A child’s message spread across social media platforms cried many people who read with interest what looks like a “will” written by the child Marina Milad, in her handwriting, to talk about her feeling of near death from her, which has already been achieved nearly 3 months after the day of writing the 12-year-old girl , her letter to her family, which she began with the sentence “I am dying very close… I am sure”, and concluded with bequests to her family upon her departure.
Will-the-girl-Marina-to her family
The girl’s family revealed that she died of a disease called ameloblastoma or ameloblastoma, a rare type of tumor that affects only about 50 patients around the world. It forms the enamel that protects the teeth, a tumor can cause pain or swelling and can change the appearance of the face if it is not treated for a long time, it may become cancerous and spread to the lymph nodes or lungs, according to a report on the website webmed.
Enamel tumor symptoms
Tumors usually grow slowly over a period of several months or even years for a period of time. The only symptom may be swelling in the back of the jaw. The patient may also feel pain in the teeth or jaw. Some people do not have any symptoms. A tumor is found when it is Have an imaging test done for another reason.
Sometimes ameloblastomas grow rapidly and painfully, and this can lead to the extraction and movement of the teeth. It can also spread to the nose, eye socket or skull.

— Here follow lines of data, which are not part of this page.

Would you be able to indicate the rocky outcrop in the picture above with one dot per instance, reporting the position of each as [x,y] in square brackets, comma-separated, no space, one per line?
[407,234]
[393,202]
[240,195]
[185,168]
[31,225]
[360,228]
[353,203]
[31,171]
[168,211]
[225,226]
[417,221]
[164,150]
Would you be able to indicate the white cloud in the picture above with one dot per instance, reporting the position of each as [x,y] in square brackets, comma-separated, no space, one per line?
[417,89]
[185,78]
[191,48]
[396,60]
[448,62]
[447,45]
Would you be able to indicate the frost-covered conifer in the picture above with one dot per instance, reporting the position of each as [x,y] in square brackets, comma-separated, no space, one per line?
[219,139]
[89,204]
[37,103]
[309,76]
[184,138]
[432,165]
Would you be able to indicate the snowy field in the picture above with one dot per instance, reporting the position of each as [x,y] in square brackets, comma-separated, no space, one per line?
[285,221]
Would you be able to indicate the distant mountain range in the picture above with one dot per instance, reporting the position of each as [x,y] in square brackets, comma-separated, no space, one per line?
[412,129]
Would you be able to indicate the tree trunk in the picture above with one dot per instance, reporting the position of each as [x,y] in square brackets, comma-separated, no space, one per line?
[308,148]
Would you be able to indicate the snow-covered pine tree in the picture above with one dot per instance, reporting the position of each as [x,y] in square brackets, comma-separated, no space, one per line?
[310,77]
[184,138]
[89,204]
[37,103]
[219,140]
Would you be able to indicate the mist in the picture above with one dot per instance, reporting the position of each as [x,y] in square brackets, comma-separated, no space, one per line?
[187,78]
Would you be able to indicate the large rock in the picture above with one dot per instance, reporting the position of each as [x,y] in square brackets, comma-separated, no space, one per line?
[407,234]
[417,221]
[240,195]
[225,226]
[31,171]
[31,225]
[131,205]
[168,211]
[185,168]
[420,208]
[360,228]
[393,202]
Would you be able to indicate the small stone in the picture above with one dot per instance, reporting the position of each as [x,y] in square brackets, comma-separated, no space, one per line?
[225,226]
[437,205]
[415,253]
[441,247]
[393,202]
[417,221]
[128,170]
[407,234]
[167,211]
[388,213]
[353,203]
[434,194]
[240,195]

In rare cases, they can grow so large that they block the airway, make it difficult to open and close the mouth, or affect how the body gets nutrients from food.
The cause of ameloblastoma
Doctors aren’t sure what causes ameloblastomas or why some people develop them. They know that they are more common in men than women, and certain genes seem to play a role.
An infection in the jaw or an infection in the mouth may also increase the risk, and scientists believe that certain viruses or a lack of protein or minerals in the diet may be linked to them as well.
Methods for diagnosing the disease
The little girl, Marina, is happy, while she is playing
Dentists often discover these tumors on x-rays. They can look like soap bubbles on the x-ray film. They can also be diagnosed with:
MRI: Strong magnets and radio waves are used to make pictures of the mouth.
computerized tomography (CT)CT): many x-rays are taken from different angles and put together to show more detailed information.
The doctor may want to take a small sample of tissue for examination under a microscope to take the sample. They will use a needle or make a small cut. This is called a biopsy. They can confirm that it is a hydroblastoma and help determine how quickly it is growing.
ways to treat it
Marina at an early age – from her childhood
Medications and radiation don’t seem to have a significant effect on most noncancerous ameloblastomas, so they are usually treated with surgery to make sure cancer cells don’t grow back. Your doctor will remove the tumor and some healthy tissue around it.
The patient may need to remove part of your jaw, as well as some of the arteries and nerves affecting your face. Your doctor will recommend surgery to recreate your jaw using bone from elsewhere in the body or an artificial bone.
After the surgery, the patient will have a CT scan to make sure the tumor is gone. Follow-up exams for 5 years or so should be done to make sure it doesn’t grow back.
Little girl Marina holds a certificate of appreciation
If the tumor comes back, it is more likely to become cancer if it spreads to other parts of the body, radiation is usually recommended to slow or stop its growth, and scientists hope to find new treatments that can shrink these tumors without surgery They are testing drugs that fight cancers linked to the genes of a similar problem to see what If they have the same effects on ameloblastomas.